Er is derhalve één ding nodig: een mechanisme van herverdeling. Er moet een systeem komen dat ervoor zorgt dat iedereen profiteert van het Tweede Tijdperk der Machines; een systeem dat de verliezers compenseert. Allerlei standaardopties zoals een beetje nivelleren, een beetje scholen, een beetje reguleren, zullen ontoereikend zijn.

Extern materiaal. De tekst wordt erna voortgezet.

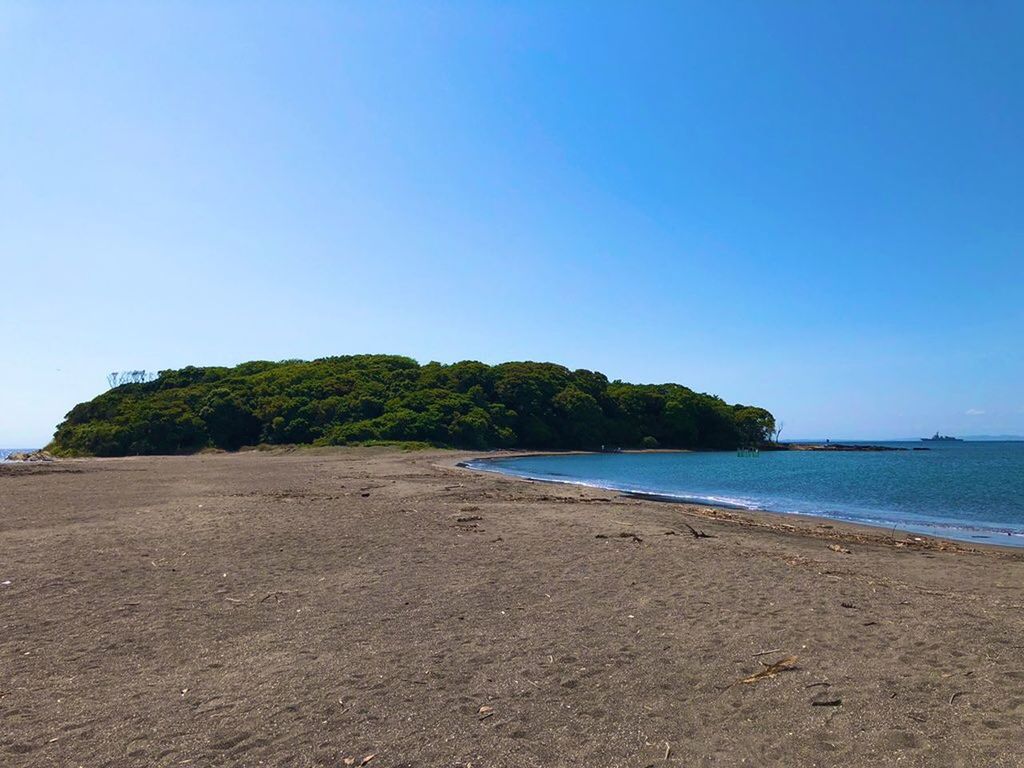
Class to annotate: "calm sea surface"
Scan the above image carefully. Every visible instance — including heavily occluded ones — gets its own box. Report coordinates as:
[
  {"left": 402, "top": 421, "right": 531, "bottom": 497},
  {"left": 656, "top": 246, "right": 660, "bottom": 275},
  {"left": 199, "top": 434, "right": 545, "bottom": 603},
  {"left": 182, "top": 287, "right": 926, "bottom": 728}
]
[{"left": 472, "top": 442, "right": 1024, "bottom": 547}]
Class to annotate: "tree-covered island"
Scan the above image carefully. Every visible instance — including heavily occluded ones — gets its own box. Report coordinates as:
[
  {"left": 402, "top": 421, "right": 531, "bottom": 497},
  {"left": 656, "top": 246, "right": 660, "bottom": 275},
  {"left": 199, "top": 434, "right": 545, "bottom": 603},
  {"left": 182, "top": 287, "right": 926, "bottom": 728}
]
[{"left": 51, "top": 354, "right": 774, "bottom": 456}]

Stel daarbij dat de meeste van ons gedoemd zijn de race tegen de machine, op termijn, te verliezen. Wat te doen? Heel wat economen zeggen: niet zoveel. De trends zijn duidelijk. De ongelijkheid zal verder toenemen en wie niet snel iets leert dat machines niet kunnen of niet zullen kunnen, zal aan de tijdlijn komen te staan. “Grootverdieners verwennen, in zowat elk onderdeel van hun bestaan, zal een grote banenmotor worden van de toekomst”, schrijft de Amerikaanse econoom Tyler Cowen.
Het einde van de armoede
Waarom arme mensen domme dingen doen. Margaret Thatcher, de eerste vrouwelijke premier van Groot Brittanië, noemde armoede eens “een fundamenteel karaktergebrek”. Echter voor armen geldt dat hun geldschaarste hen doet concentreren op hun directe gebrek: de rekening die morgen moet worden betaald, wat te doen met onvoorziene omstandigheden etc. Hiermee verdwijnt het langetermijnperspectief. Schaarste slokt je op en je hebt minder aandacht voor dingen die je eigenlijk ook belangrijk vindt; armen leven in een context waarin iedereen minder intelligente beslissingen zouden nemen.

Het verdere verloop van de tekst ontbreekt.